What’s behind that new deadline is the argument that last-minute drop-offs lead to delays in people finding out who actually won.

The problem is that early ballots cannot be tabulated until the signatures on the envelopes are verified. And that verification process for what are called “late-early ballots” cannot begin until after Election Day.

That’s not a problem when there are just a few of those ballots.

But in the 2024 general election, there were about 265,000 of these, including more than 210,000 in Maricopa County.

All that has led to Arizona gaining a reputation as one of the last states in the nation – if not the last – to have final election returns.

It occurred in 2022 when it took days to confirm that Democrat Katie Hobbs had beaten Republican challenger Kari Lake for governor. And the situation repeated itself in 2024 when delays in processing ballots left many wondering whether Kamala Harris could make up her vote deficit against Donald Trump for president.

Kolodin, who is running for secretary of state – the state’s chief elections officer – said what is in the newly filed initiative is designed to “confuse voters and codify policy that would render Arizona’s elections less secure, less trustworthy, and less lawful.” But Pearson said there is nothing radical about it.

“This now takes mail-in voting as it currently stands, the windows in which it currently stands, and codifies that in the state Constitution,” she said. “It takes mail-in voting that has worked well in Arizona for decades out of the whim of the Legislature.”

And that includes the right to vote early.

That is not a given. In 2022, before he was elected to the House, Kolodin filed suit on behalf of the Arizona Republican Party to challenge the legality of early voting.
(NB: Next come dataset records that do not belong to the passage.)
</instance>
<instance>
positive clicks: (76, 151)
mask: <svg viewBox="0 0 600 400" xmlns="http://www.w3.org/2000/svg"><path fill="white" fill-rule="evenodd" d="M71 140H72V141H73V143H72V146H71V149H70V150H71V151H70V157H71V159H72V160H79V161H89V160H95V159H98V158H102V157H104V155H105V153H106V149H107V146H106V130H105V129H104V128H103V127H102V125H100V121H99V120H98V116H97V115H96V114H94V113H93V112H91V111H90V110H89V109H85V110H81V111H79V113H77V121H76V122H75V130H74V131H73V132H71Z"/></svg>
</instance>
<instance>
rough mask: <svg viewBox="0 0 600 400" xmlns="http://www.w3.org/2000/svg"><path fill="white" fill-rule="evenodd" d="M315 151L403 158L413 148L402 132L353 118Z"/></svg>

Kolodin, in his legal papers, argued that there is nothing in the state Constitution to allow for early voting. He said the only form of voting specifically authorized by the framers of the Constitution is in person and on Election Day.

And what that means, Kolodin said, is that anything else – including the current system of no-excuse early ballots created by the Legislature in 1991 and used by nearly 90% of Arizona – is illegal.

He also presented an alternate legal theory.

Kolodin said that, at the very least, the state was required to return to the way the situation was before 1991. That’s when voters could get early ballots – but only if they provided proof they needed it, such as being away from their voting precinct on Election Day or having a physical disability.

Those arguments were rebuffed by both a trial judge and the Court of Appeals.

What is in the initiative would forever foreclose future efforts to restrict early voting.

It also would overturn another law, signed in 2021 by then-Gov. Doug Ducey, which eliminated the state’s “permanent early voting list.”

Prior to that, people who signed up to receive a ballot by mail continue to receive one until they move, die, or opt out. The new law said anyone who hasn’t used the early ballot in two election cycles would be taken off the list, though they could sign up again.

The initiative would overturn that, establishing a constitutional right for people on the early voting list to continue receiving them for any election for which they are registered unless they ask to be removed, their voter registration is canceled, or the ballot is returned as undeliverable.

Kolodin’s measure is awaiting a final House vote before going to the Senate. If approved there, it would go to voters in November as the governor has no veto power over what lawmakers put on the ballot.

The Protect the Vote Arizona Initiative will be on the ballot if backers get the signatures and it survives expected legal challenges.

Kolodin dismissed the chances of competition with his own plan.

“Republicans in Arizona are unfazed by the astroturfed efforts of groups like this to confuse voters and codify policy that would render Arizona’s elections less secure, less trustworthy, and less lawful,” he said in a prepared statement. But Kolodin did not respond to follow-up questions about exactly what he believes is in the initiative that does any of that.

If both measures are on the ballot and are approved, sections of each that do not conflict with each other could take effect. But where both cannot coexist, the proposal with the most votes would take precedence.